Le gouvernement canadien et le présumé espion auront toutefois besoin de la collaboration de l'ambassade russe pour permettre à Hampel de regagner la Russie. L'ambassade a toujours nié savoir quoi que ce soit à propos de cet homme.
Hampel serait membre de l'agence d'espionnage Sluzhba Vneshney Razvedki, qui a succédé au célèbre et redoutable KGB, soutient le Service canadien du renseignement de sécurité (SCRS) dans des documents présentés au juge Blais.
L'homme avait été arrêté le 14 novembre dernier à l'aéroport Montréal-Trudeau. Il était alors en possession d'un faux certificat de naissance ontarien, d'un passeport canadien et de l'équivalent de 7800 $ en cinq devises différentes.
Selon le SCRS, Hampel, qui vivrait au Canada depuis plus de 10 ans, représente une menace à la sécurité nationale.
Selon les lois sur l'immigration, l'homme aurait pu exiger de demeurer au pays si sa vie était en danger.
Chris Mathers, un consultant en sécurité et ancien officier de la GRC, estime que cet homme ne court aucun risque en Russie en tant qu'espion ayant détruit sa couverture.
«Ce n'est plus la Russie de la Guerre froide, où les agents ayant échoué étaient exécutés ou envoyés dans un quelconque goulag, a dit M. Mathers. Si c'est un agent qui a suivi un entraînement spécifique, il sera affecté à des travaux ennuyeux. S'il s'agit d'une personne provenant de l'extérieur des services secrets qui collaborait de façon ponctuelle avec eux, ils vont tout simplement couper tout lien avec lui.»

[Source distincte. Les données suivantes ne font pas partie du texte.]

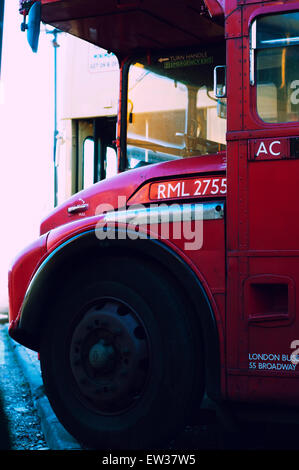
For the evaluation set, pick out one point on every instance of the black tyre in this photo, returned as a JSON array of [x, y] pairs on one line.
[[121, 357]]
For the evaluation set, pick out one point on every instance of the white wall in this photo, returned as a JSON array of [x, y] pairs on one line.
[[26, 135]]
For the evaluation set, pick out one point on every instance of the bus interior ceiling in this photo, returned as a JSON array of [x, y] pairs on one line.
[[141, 25]]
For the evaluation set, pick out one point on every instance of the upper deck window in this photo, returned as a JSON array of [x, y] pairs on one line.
[[172, 110], [276, 40]]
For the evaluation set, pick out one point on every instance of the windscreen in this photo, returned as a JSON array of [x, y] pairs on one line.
[[172, 110]]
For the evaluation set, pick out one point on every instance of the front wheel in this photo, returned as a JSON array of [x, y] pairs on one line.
[[121, 357]]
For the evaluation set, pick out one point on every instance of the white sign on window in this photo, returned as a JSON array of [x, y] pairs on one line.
[[101, 61]]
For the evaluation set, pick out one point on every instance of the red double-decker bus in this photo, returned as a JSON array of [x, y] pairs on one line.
[[180, 275]]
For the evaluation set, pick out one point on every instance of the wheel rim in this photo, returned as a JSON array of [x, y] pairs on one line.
[[110, 357]]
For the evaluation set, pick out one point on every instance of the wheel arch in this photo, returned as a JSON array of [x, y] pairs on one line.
[[71, 254]]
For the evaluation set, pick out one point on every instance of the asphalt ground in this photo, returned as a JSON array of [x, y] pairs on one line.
[[56, 436], [208, 436]]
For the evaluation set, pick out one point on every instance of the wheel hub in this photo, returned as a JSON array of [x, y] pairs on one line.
[[101, 355], [109, 355]]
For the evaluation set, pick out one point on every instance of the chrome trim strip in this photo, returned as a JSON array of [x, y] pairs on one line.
[[78, 208], [159, 213]]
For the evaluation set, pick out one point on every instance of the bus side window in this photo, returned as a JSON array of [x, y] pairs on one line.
[[111, 162], [88, 162]]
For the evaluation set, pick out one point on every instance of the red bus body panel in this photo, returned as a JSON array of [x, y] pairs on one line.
[[249, 264]]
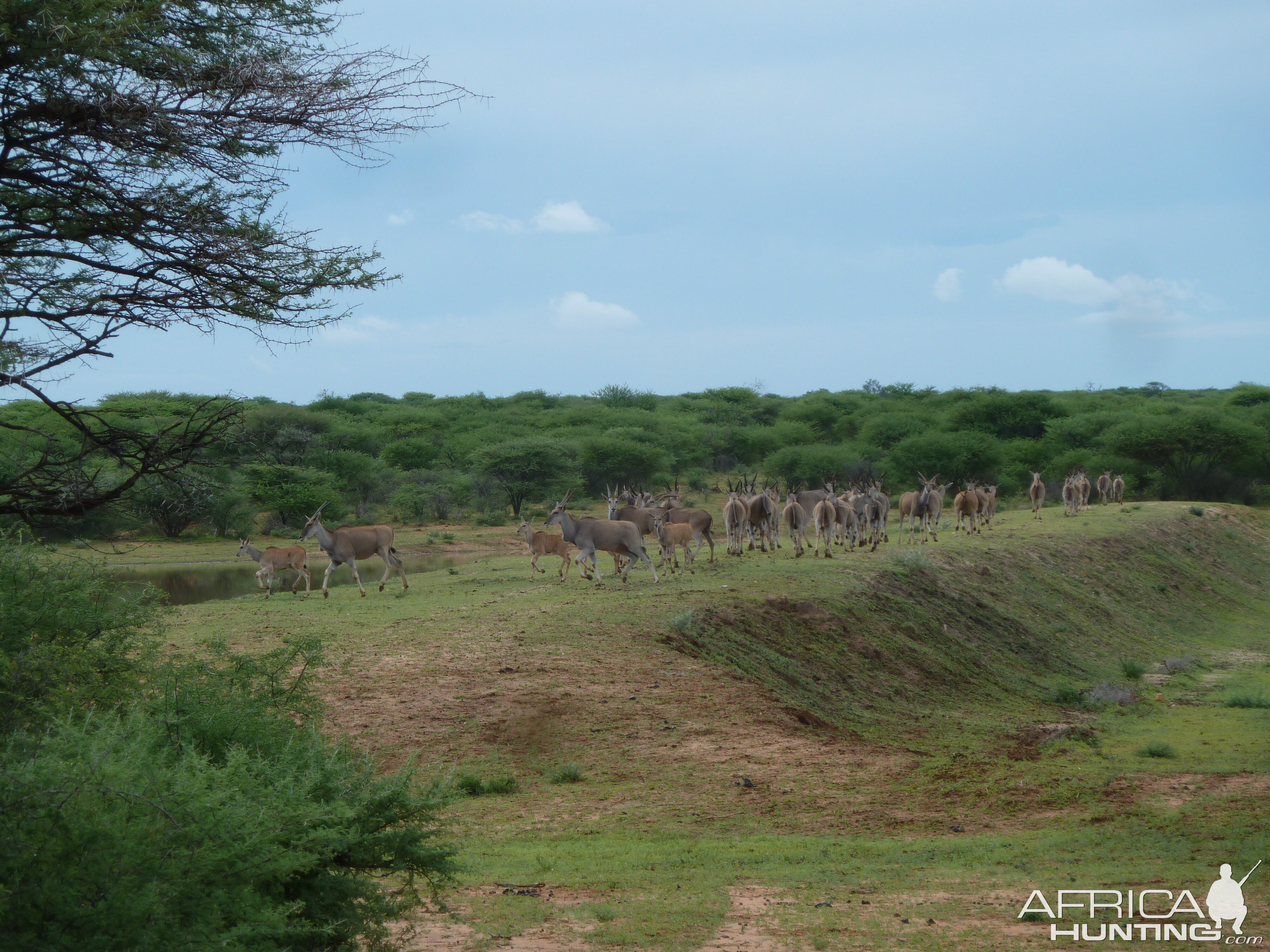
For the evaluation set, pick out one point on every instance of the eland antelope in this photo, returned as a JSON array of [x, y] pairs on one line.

Selon M. Mathers, si cet homme était un espion, il ne devait qu'amasser de l'information, des devis techniques et prendre des photos.
M. Mathers croit que la carrière d'espion de Hampel est terminée et qu'on ne le reverra pas ressurgir sous une autre identité ailleurs dans le monde.
«L'échec n'est pas récompensé, ajoute M. Mathers. C'est terminé pour lui.»